Having contracts with more than one network is also simpler. Because an eSIM lets you store multiple mobile services in a single device, users will be able to switch quickly between them. This could come in handy if in areas with poor or no signal, switching between personal or work contracts or availing of alternative, more competitive, roaming services. 

Another advantage of eSIMs is that they will eventually negate the need for a physical SIM card and its tray. Smartphone manufacturers could use this space to increase a phone’s battery size or add more features to a handset. 

Widespread adoption of eSIMs is inevitable — GSMA Intelligence estimates they will be used in between two and three billion smartphones by 2025. To help SPs get ahead of the curve, Mobilise has launched its own eSIM as a service

Consisting of Mobilise’s digital platform, M-Connect, and eSIM infrastructure from  Oasis Smart SIM, the service offers users a one-tap installation method that eliminates the need for QR codes and physical SIM cards. Using Mobilise’s eSIM as a Service, SPs can fully digitalise their services to make the onboarding process quick and uncomplicated for end users.

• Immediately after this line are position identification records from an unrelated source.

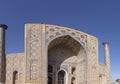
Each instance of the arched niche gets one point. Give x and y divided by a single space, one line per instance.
65 52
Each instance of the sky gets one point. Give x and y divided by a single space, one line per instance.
100 18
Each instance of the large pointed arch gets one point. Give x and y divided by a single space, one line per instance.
73 50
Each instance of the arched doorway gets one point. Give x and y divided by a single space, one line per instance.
15 77
61 77
66 54
49 80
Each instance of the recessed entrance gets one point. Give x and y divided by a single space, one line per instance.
61 77
66 55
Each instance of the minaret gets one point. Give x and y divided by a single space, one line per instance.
3 27
107 60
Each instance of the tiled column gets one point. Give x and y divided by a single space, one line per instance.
107 60
3 27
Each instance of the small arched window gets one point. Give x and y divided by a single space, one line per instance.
15 77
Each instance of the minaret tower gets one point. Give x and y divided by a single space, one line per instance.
3 27
107 60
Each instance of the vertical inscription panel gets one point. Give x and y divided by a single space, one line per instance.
93 59
33 52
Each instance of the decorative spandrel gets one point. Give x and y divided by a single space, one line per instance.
53 32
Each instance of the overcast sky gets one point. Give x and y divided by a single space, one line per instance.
100 18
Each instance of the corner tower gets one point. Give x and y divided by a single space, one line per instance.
3 27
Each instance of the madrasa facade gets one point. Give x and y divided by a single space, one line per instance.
54 55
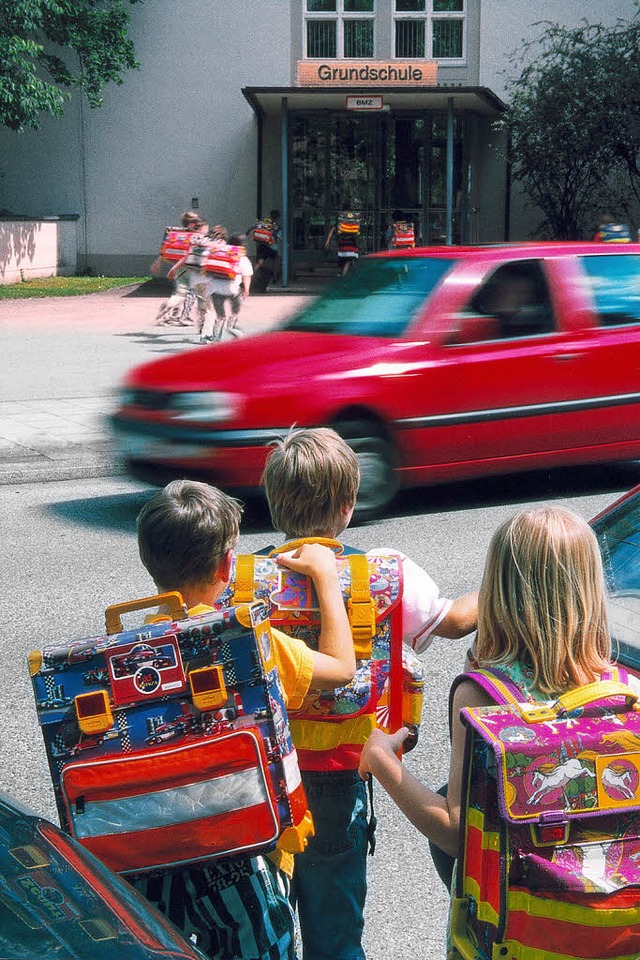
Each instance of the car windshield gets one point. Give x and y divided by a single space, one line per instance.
618 534
377 298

M-Connect takes digital service management a step further. As a fully customisable, modular platform, M-Connect’s digital interfaces allow for easy onboarding of customers via in-app eSIM provisioning. To make remote working effective, easy to manage software services is key. Using platforms such as M-Connect, SPs can implement digital-first service propositions with flexible modules that meet business needs. In turn, end users benefit from a truly digital experience that delivers freedom and flexibility to mobile communications.

Work has become a thing that you do, rather than a place you physically go to, and telecommunications must reflect this shift. Mobile services play a vital role in keeping employees connected with one another. The move to a digital first approach is inevitable for the telecommunications industry, and becoming early adopters of technologies such as eSIM with in-app provisioning will help SPs retain their competitive advantage.